This repo aims to make preregistration easy for new predictive modeling projects. It provides a lightweight template that can be added to any project repo before starting. The template is in markdown and is compatible with all kinds of code repositories.
Simply fill form A at the start of the project and form B before model testing, and you are all set!
- Fork this repo.
- Fill out the prereg-A.md form.
- Start your analysis and add code to the repo.
- Before testing the model, complete prereg-B.md form.
If needed, the preregistration details can be edited. Git stores the timestamps of each edit and provides a simple way to browsing edits through git diff
.
Here's an example preregistration.
For details about the preregistration process, check out the associated paper.

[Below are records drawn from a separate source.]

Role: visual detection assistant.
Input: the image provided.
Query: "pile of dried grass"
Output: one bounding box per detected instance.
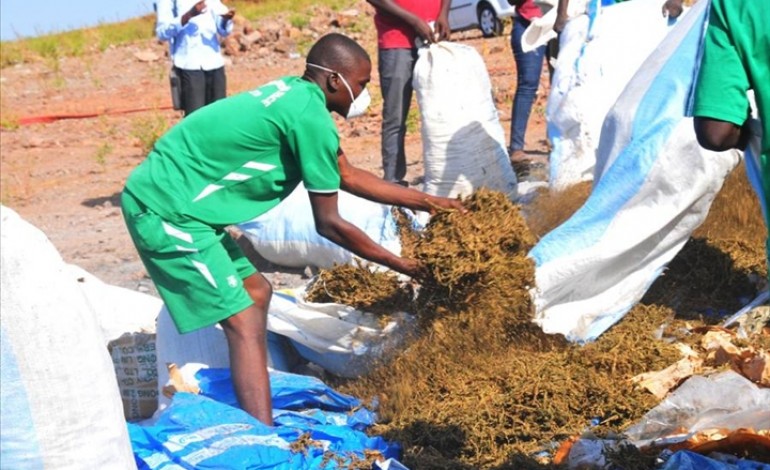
[306,168,764,470]
[306,264,413,316]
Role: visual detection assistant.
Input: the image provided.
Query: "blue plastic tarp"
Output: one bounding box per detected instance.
[128,369,404,470]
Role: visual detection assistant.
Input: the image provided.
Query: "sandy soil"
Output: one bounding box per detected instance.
[0,1,548,292]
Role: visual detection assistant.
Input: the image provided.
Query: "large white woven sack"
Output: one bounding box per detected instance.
[238,184,401,268]
[530,0,741,341]
[0,206,136,470]
[412,42,517,199]
[546,0,686,189]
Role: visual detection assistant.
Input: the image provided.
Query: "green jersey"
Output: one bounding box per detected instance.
[693,0,770,237]
[126,77,340,227]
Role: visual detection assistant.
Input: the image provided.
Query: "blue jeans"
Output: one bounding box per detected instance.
[510,16,545,152]
[379,49,417,181]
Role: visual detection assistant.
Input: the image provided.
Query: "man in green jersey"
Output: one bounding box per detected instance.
[122,34,464,424]
[692,0,770,280]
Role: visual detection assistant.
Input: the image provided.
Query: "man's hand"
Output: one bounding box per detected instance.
[434,15,451,41]
[222,8,235,21]
[182,0,206,26]
[663,0,682,18]
[428,196,468,215]
[409,16,435,43]
[553,14,567,33]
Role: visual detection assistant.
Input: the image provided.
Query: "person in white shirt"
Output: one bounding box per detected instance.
[155,0,235,116]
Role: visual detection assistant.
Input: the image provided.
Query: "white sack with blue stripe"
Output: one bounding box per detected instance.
[530,1,741,341]
[546,0,686,189]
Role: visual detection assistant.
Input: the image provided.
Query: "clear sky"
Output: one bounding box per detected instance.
[0,0,153,41]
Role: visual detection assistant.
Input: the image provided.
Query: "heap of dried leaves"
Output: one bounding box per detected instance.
[304,167,764,470]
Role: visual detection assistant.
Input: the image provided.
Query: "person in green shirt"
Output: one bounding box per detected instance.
[122,34,465,425]
[692,0,770,277]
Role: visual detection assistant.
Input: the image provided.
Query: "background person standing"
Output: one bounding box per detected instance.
[155,0,235,116]
[367,0,450,185]
[508,0,546,173]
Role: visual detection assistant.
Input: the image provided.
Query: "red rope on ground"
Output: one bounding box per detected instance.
[19,106,173,126]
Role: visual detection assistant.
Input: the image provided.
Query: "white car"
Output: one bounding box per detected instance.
[449,0,516,38]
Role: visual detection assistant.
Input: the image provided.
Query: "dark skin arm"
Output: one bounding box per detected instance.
[308,150,465,277]
[694,117,751,152]
[663,0,684,18]
[367,0,450,43]
[553,0,569,33]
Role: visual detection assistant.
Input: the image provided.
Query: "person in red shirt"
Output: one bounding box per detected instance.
[508,0,546,177]
[367,0,450,185]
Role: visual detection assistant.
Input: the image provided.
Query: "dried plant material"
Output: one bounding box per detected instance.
[289,432,323,455]
[161,363,201,398]
[669,428,770,462]
[332,190,679,469]
[701,329,770,387]
[631,344,703,400]
[310,176,769,470]
[741,350,770,387]
[305,264,413,315]
[525,181,593,238]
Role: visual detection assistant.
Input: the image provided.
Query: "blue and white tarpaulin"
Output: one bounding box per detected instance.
[546,0,687,189]
[530,2,741,342]
[129,369,405,470]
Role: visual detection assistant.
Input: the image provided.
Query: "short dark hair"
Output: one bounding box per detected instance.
[307,33,371,72]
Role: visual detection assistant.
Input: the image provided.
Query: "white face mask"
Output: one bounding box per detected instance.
[307,62,372,119]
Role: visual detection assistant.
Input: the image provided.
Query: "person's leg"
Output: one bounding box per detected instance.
[177,69,206,116]
[509,17,545,155]
[121,193,273,425]
[220,273,273,426]
[379,49,415,181]
[205,67,227,104]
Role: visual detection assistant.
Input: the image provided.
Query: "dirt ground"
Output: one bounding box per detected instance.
[0,1,548,293]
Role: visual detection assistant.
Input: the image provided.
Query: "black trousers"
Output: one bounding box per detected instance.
[176,67,227,116]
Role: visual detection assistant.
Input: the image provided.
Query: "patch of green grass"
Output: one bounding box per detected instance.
[0,15,155,67]
[0,0,356,68]
[406,101,420,134]
[131,113,169,153]
[230,0,355,20]
[94,142,112,166]
[289,14,310,29]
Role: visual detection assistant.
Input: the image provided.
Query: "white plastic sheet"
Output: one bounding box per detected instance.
[530,0,740,341]
[412,42,517,199]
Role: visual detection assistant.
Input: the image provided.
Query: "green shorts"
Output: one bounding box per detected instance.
[122,190,257,333]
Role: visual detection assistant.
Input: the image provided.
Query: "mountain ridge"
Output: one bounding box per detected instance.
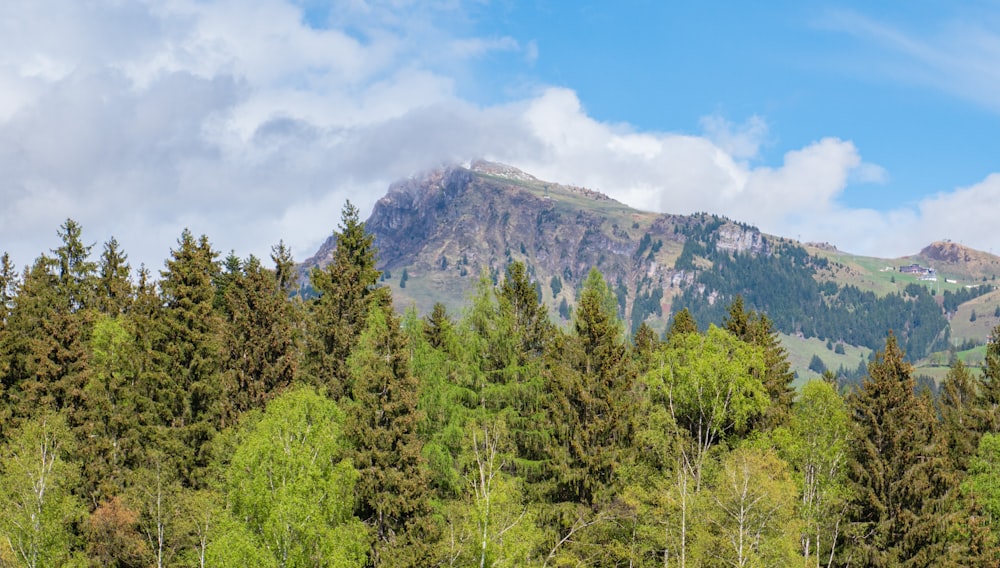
[303,161,1000,378]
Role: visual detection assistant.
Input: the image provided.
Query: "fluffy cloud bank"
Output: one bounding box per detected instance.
[0,0,1000,269]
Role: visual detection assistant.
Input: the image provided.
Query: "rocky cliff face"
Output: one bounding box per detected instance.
[305,162,767,328]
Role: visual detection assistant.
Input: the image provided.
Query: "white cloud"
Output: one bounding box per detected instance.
[0,0,1000,269]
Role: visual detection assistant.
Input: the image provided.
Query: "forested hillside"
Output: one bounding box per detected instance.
[0,212,1000,567]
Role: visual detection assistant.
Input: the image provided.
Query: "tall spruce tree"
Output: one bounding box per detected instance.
[221,256,297,426]
[551,269,636,505]
[305,201,385,400]
[0,253,20,426]
[979,325,1000,432]
[155,229,222,486]
[7,220,95,420]
[848,334,953,566]
[725,296,795,429]
[345,305,434,566]
[95,237,132,316]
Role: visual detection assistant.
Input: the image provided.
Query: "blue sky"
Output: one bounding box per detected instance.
[0,0,1000,270]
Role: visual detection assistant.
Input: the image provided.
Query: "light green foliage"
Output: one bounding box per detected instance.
[78,316,140,502]
[705,448,799,567]
[773,380,851,562]
[214,388,367,567]
[646,326,770,487]
[0,413,84,568]
[445,422,544,568]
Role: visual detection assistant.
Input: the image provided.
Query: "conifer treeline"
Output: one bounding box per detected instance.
[0,211,1000,567]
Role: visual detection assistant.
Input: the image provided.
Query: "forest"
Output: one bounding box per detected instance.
[0,207,1000,568]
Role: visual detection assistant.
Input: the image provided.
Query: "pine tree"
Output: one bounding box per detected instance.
[154,230,222,486]
[222,256,297,427]
[848,334,954,566]
[271,241,297,293]
[96,237,132,316]
[553,269,636,505]
[664,308,698,342]
[305,201,386,400]
[939,359,984,471]
[725,296,792,429]
[0,253,20,426]
[7,220,95,420]
[346,305,434,566]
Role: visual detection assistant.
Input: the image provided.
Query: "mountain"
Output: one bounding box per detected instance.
[303,161,1000,378]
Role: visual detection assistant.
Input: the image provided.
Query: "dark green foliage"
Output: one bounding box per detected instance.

Preregistration for predictive modeling | Arxiv
Jake Hofman, Angelos Chatzimparmpas, Amit Sharma, Duncan J. Watts, Jessica Hullman
Abstract: Amid rising concerns of reproducibility and generalizability in predictive modeling, we explore the possibility and potential benefits of introducing pre-registration to the field. Despite notable advancements in predictive modeling, spanning core machine learning tasks to various scientific applications, challenges such as overlooked contextual factors, data-dependent decision-making, and unintentional re-use of test data have raised questions about the integrity of results. To address these issues, we propose adapting pre-registration practices from explanatory modeling to predictive modeling. We discuss current best practices in predictive modeling and their limitations, introduce a lightweight pre-registration template, and present a qualitative study with machine learning researchers to gain insight into the effectiveness of pre-registration in preventing biased estimates and promoting more reliable research outcomes. We conclude by exploring the scope of problems that pre-registration can address in predictive modeling and acknowledging its limitations within this context.